Poetic NASA Visualization presentations How everything is attached

NASA visualizes the 22,000 tons of life-giving dust that flows between Africa and South the usa.

February 27, 2015 

 

in the world, there could not be a bigger distinction between the Amazon rainforest and the African Sahara. The latter is a brown streak of wilderness; the previous, green and teeming with lifestyles. Polar opposites though they could also be, the Amazon and the Sahara have a symbiotic relationship: the vitamins of wilderness mud blow across the Atlantic and feed the rainforest. This process is in most cases invisible to the eye, but NASA has visualized it in three-dimensions in a phenomenal video.
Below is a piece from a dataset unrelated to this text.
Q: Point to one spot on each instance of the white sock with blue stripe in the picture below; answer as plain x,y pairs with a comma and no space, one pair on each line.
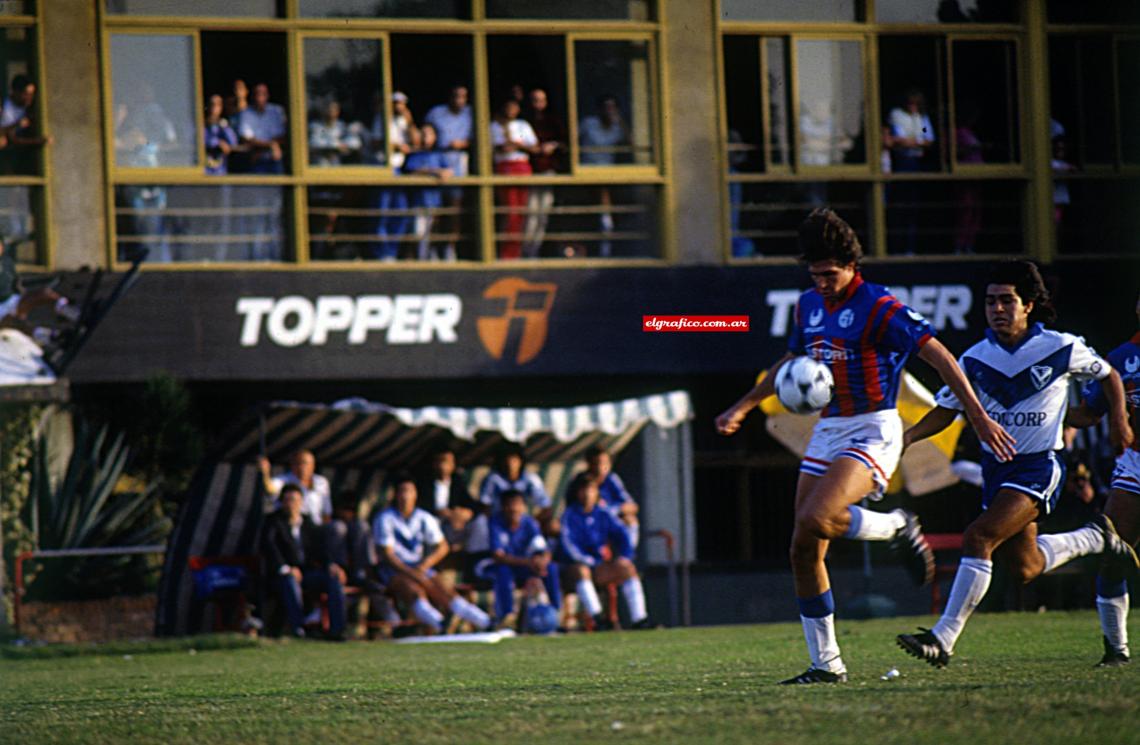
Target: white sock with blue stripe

to show how clouds of dust blow throughout the Atlantic, scientists at the Godard Flight middle tracked mud from the Bodélé despair in Chad, an historic lake bed containing rock minerals composed of lifeless microorganisms. and people dead microorganisms? they may be loaded with phosphorous, an essential nutrient for plant growth; the luxurious Amazon rainforest can not get enough of it. Phosphorous is way rarer in the soils of the Amazon than in the barren region, but as a result of winds dump roughly 22,000 tons of phosphorous-wealthy mud on the Amazon yearly, the rainforest’s supply is constantly replenished.

The dust visualization was derived from data collected from 2007 thru 2013 through NASA’s Cloud-Aerosol Lidar and Infrared Pathfinder satellite tv for pc statement satellite, or CALYPSO. CALYPSO sent out constant pulses of sunshine that refracted off mud particles within the atmosphere, then back to the satellite tv for pc. Twenty-two thousand lots of mud would possibly sound huge, but it’s a drop in the bucket when compared with how a lot mud the winds of the Sahara in truth in truth decide up: a typical of 182 million tons, which is the an identical of virtually 690,000 semi-vans filled with dust.